Thursday, July 10, 2008

Louise Erdrich's THE PORCUPINE YEAR

Today, Elizabeth Bird (a blogger at School Library Journal), posted her review of Louise Erdrich's The Porcupine Year. It is Erdrich's third book in a series that began with The Birchbark House.

Bird clearly loves the book. I don't know if she posts a live countdown for every book she reviews, but there is one there for the moment when The Porcupine Year hits the shelves on September 2nd.

Earlier this year I listened to Erdrich read from her new novel, The Plague of Doves. It came out in April and is in its third printing. The story she tells is based on the lynching of three American Indians in 1897 in North Dakota. At the 2006 New Yorker Festival she read aloud the story "The Plague of Doves" that would become the novel.
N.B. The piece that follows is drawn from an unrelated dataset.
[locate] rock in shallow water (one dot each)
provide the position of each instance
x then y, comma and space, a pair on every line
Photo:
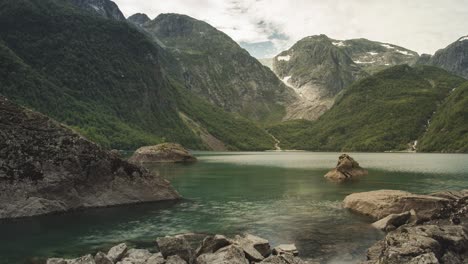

If you want to hear that reading, click here.

I bring up her reading here because today, months after I heard her read, those voices are still with me. A gifted writer, she is also an outstanding reader. I'd love to hear her read aloud The Porcupine Year! Like Elizabeth, I was taken with the dialog.

And, as with her first book, Erdrich gives us an honest portrayal of peoples in conflict. In her books, there is none of the savage melodrama that Wilder uses in her series. The world might be a better place if we replaced every copy of Wilder's Little House on the Prairie with Erdrich's series. In Erdrich, children see human and humane, fully developed Native characters whose culture is in conflict with those who want what they have. Thoughtful and thought-provoking.

4 comments:

Anonymous said...

In the interest of complete and utter honesty, I cannot take credit for the countdown. Harper Collins offer it as a blog option on some of their bigger books. I just hadn't found one worthy of the feature until now. Thanks for linking to me!

Anonymous said...

I loved the other books - can't wait to see this one. I have a basic question, though. If the book isn't out yet - how did you get to read it?!?!

- Kara

Debbie Reese said...

Publishing houses send review copies out to review journals like SLJ. When BIRCHBARK came out, I think I asked to be placed on the distribution list for review copies of the sequels. I think they said ok (to put me on the list) because of my research and teaching in American Indian Studies/children's lit.

Allison said...

Hello!
I am a teacher education student at the Univ. of Wisconsin who was in a fourth-grade classroom this semester. As part of their study of the Native Americans of Wisconsin, they listened and followed along to The Birchbark House on tape. The children loved it so much they would beg to keep reading it. Personally, I have read the whole series as part of my Social Studies methods class and because I wanted to know what the children were reading. I loved the books! I'm still in the process of learning how to teach Native culture and history in the classroom, but I wanted to say that as a future teacher, I do care. I was at the UW School of Education's "American Indians in Children's Literature" presentation, and I found it very helpful. I hope to include many of those books in my own classroom someday. I just wanted to say thank you. The work that you do makes my job just a little easier.